In human airway epithelium, influenza infection preferentially engages caspase-3-driven, GSDME-mediated pyroptosis, in contrast to the canonical NLRP3-caspase-1-GSDMD axis that predominates in murine studies. Consequently, apoptotic signaling in human epithelial cells rapidly transitions into inflammatory lytic death, a process underrepresented in cancer-derived cell lines and is less well-documented in murine epithelium.

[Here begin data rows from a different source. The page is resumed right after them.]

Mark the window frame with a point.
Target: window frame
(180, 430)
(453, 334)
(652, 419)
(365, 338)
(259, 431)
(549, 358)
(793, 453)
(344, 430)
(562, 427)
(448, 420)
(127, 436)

Human necroptosis also exhibits distinct regulatory features, including dependence on SIGLEC12 for terminal execution, further limiting direct translation from murine models. Ferroptosis has emerged as a potential contributor to influenza-associated lung injury; however, its quantitative importance relative to inflammatory pyroptosis in human airway epithelium remains unresolved.
Model selection strongly shapes observed PCD outcomes. Cancer-derived epithelial lines attenuate inflammatory cell death and obscure key transitions characteristic of physiologically normal epithelium. Primary human airway epithelial cells and non-cancerous immortalized lines reveal strain-specific PCD hierarchies and temporal dynamics not captured in transformed models. Increasing system complexity provides additional resolution: co-culture platforms uncover epithelial–endothelial paracrine injury, organoids enable cell-type-specific vulnerability analyses, and patient-derived lung slices preserve native architecture and donor-specific responses essential for translational validation.
Despite these advances, critical gaps remain. Necroptosis in human epithelial cells is incompletely defined, ferroptosis requires systematic validation in primary human airway models, and spatially resolved mapping of PCD within intact tissue contexts remains limited. Strain-comparative studies are scarce, and influenza B virus remains notably understudied across PCD pathways. Addressing these gaps is essential for predicting pathogenicity and guiding host-directed therapeutic development.
Effective translation therefore depends on bidirectional validation. Murine models remain indispensable for establishing causality and assessing systemic outcomes, but species-specific execution mechanisms require confirmation in human-relevant platforms prior to clinical application. Current pharmacological modulators of PCD pathways exhibit limited specificity and substantial off-target effects, underscoring the need for next-generation inhibitors evaluated in physiologically relevant human systems. Successful host-directed therapies must preserve protective apoptosis while selectively limiting inflammatory cell death, align with disease-phase-specific kinetics, and account for the human-specific apoptosis-to-pyroptosis transition mediated by GSDME.
Emerging technologies, including spatial transcriptomics, multiplexed imaging, live-cell reporters, and functional genomics, now enable precise mapping of when, where, and how distinct PCD pathways are engaged during influenza infection. Explicitly accounting for species differences and model-specific constraints will be critical for translating mechanistic insight into therapies that reduce immunopathology while preserving antiviral defense, thereby improving preparedness for both seasonal and pandemic influenza.